Se ve la vida desde el 103. Unos suben y otros bajan. Los que suben, aunque apilados, gozan del dolor placentero de la incomodidad que los arrima hasta su casa. Cuando a uno le toca bajar, el resto respira y se suelta. Lo olvidan rápidamente, tan veloz como cubren su espacio. Los autos siguen pasando y el que conduce y cobra sigue haciendo sonar la moneda pidiendo a gritos que vayamos “al fondo que hay lugar”. De a ratos, una nueva moneda y una nueva voz refuerzan el mensaje desde la puerta trasera.

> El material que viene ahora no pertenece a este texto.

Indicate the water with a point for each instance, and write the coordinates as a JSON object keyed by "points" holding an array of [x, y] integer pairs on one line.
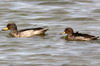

El vidrio se empaña con facilidad y lo que hace un ratito se veía claro es ahora un conjunto de formas y colores difusos. La visión es prácticamente nula, el olfato se agobia con el aire viciado, el tacto se adormece con los fierros fríos. Pero el chasquido de la moneda del guarda suena con insistencia y precisión y el mandato es claro. Hay que dar un pasito más como sea. Se ve la vida desde el 103. El que conduce y cobra, mientras nos concentramos en hacer calzar el puzle entre codos y pisotones, mira el camino y marcha con rumbo fijo. Ojos y luces al frente. Nunca olvida su camino, mucho menos su destino.
Dejamos varios kilómetros detrás y los asientos delanteros se llenan de niñas-madres. Al tiempo que nos alejamos del centro, el bulto humano que integro, ubicado otrora adelante, se aproxima al fondo. Me toca bajar y al tocar el piso, el frío me quema la cara y la soledad abruma. Inmediatamente el pecho se ensancha y da la señal de que acá, abajo, se respira. Levanto la vista y todo se ve con claridad. La mirada se pierde en el horizonte y el camino me pertenece. El que conduce y cobra sigue su rumbo sin titubeos y de seguro la moneda sigue repicando por doquier. Pero acá, abajo, el silencio suena a libertad. Ojos al frente y paso firme. No tengo dudas del camino ni del destino. Se ve el futuro al bajar del 103.